A la maison d’arrêt de Varces, les collectivités territoriales et le barreau ont financé la construction d’un bâtiment clos et couvert. Mais il n’en demeure pas moins, comme l’a signalé le bâtonnier Michel Bénichou devant la commission, que la responsabilité de la construction de tels édifices devrait relever de l’administration pénitentiaire.

Ensuite, le " parloir " lui-même : il s’agit souvent d’un endroit peu pratique d’accès dans la prison, mal nettoyé, mal éclairé, voire sordide comme à Toulon.

A la maison d’arrêt de Fresnes, le parloir est au sous-sol, non loin des cuisines. La lumière artificielle est la règle. Les détenus et leurs familles disposent de peu d’espace.

A la maison d’arrêt de Nanterre, la direction a dû installer un petit dispensaire qui permet aux personnes de se reposer : la circulation dans les couloirs pour rejoindre les parloirs, leur caractère sombre et oppressant provoquent régulièrement des malaises chez certains visiteurs...

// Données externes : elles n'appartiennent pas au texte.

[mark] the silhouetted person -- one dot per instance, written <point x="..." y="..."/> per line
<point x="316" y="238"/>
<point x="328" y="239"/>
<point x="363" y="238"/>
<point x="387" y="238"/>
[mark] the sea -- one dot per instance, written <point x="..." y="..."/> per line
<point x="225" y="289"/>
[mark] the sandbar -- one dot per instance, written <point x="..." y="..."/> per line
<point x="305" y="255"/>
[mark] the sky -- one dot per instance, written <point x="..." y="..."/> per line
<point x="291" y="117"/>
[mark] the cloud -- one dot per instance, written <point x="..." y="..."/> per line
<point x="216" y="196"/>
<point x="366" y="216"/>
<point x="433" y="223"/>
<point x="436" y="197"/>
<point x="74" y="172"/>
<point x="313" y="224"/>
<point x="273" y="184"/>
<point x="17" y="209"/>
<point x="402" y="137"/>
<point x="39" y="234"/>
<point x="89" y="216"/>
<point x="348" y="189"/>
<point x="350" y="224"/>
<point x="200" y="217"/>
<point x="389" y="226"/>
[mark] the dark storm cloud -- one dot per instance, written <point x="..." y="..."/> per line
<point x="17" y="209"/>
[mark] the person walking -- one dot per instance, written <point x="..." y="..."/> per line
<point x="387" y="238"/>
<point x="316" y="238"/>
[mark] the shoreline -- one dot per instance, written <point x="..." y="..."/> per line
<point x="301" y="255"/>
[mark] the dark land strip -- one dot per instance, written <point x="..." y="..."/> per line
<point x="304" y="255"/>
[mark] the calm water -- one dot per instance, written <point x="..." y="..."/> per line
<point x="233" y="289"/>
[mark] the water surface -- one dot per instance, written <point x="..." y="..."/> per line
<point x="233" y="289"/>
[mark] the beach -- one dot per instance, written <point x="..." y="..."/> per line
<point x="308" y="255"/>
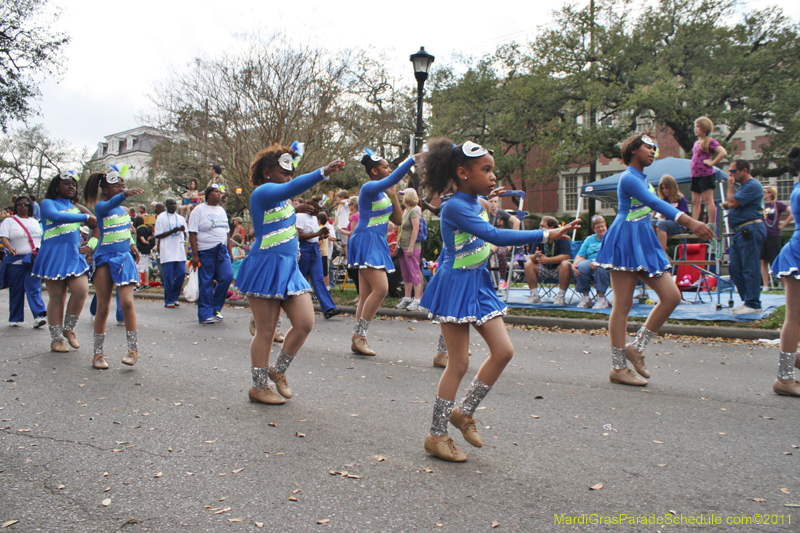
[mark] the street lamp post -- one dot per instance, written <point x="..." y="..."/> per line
<point x="422" y="63"/>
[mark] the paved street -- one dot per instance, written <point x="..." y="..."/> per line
<point x="173" y="444"/>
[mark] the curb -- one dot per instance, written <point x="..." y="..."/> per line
<point x="550" y="322"/>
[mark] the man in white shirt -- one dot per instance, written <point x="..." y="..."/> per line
<point x="171" y="234"/>
<point x="309" y="233"/>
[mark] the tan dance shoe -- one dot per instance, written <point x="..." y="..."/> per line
<point x="626" y="376"/>
<point x="637" y="360"/>
<point x="281" y="385"/>
<point x="360" y="346"/>
<point x="445" y="449"/>
<point x="786" y="389"/>
<point x="131" y="358"/>
<point x="265" y="395"/>
<point x="59" y="346"/>
<point x="99" y="361"/>
<point x="71" y="338"/>
<point x="467" y="426"/>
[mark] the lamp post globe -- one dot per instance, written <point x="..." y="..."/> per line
<point x="422" y="63"/>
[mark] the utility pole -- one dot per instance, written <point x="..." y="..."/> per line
<point x="592" y="111"/>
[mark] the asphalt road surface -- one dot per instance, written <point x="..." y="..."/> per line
<point x="174" y="445"/>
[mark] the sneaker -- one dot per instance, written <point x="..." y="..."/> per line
<point x="330" y="313"/>
<point x="467" y="426"/>
<point x="445" y="449"/>
<point x="265" y="395"/>
<point x="744" y="310"/>
<point x="533" y="299"/>
<point x="281" y="384"/>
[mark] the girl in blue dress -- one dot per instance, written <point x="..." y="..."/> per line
<point x="787" y="267"/>
<point x="631" y="252"/>
<point x="60" y="262"/>
<point x="461" y="292"/>
<point x="269" y="275"/>
<point x="368" y="247"/>
<point x="115" y="259"/>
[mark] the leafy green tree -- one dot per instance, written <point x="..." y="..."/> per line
<point x="734" y="73"/>
<point x="28" y="49"/>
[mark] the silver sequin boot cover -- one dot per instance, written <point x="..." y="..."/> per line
<point x="133" y="340"/>
<point x="361" y="327"/>
<point x="70" y="321"/>
<point x="99" y="339"/>
<point x="786" y="366"/>
<point x="475" y="394"/>
<point x="643" y="338"/>
<point x="442" y="346"/>
<point x="618" y="361"/>
<point x="260" y="377"/>
<point x="282" y="363"/>
<point x="441" y="416"/>
<point x="56" y="333"/>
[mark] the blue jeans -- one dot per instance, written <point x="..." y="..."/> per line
<point x="93" y="307"/>
<point x="215" y="264"/>
<point x="745" y="268"/>
<point x="174" y="274"/>
<point x="20" y="284"/>
<point x="599" y="276"/>
<point x="311" y="267"/>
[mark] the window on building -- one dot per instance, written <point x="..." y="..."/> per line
<point x="785" y="184"/>
<point x="571" y="193"/>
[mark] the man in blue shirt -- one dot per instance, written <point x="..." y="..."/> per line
<point x="749" y="232"/>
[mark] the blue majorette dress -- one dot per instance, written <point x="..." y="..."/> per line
<point x="58" y="257"/>
<point x="270" y="269"/>
<point x="462" y="291"/>
<point x="368" y="246"/>
<point x="788" y="261"/>
<point x="631" y="244"/>
<point x="114" y="249"/>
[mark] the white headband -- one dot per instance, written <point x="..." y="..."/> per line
<point x="472" y="149"/>
<point x="286" y="162"/>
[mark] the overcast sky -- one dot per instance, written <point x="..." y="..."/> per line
<point x="119" y="49"/>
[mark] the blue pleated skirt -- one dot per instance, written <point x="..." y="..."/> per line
<point x="632" y="247"/>
<point x="461" y="297"/>
<point x="121" y="265"/>
<point x="59" y="260"/>
<point x="788" y="261"/>
<point x="369" y="249"/>
<point x="269" y="274"/>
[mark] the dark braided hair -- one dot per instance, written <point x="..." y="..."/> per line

D’heureuses exceptions tranchent en matière d’accueil des familles, comme la maison d’arrêt de Melun qui dispose d’un local pour les enfants.

Force est enfin de constater que les rapprochements intimes, pourtant interdits par le règlement intérieur, sont souvent tolérés dans nombre de maisons d’arrêt et surtout de centrales, comme l’a constaté la commission à Clairvaux.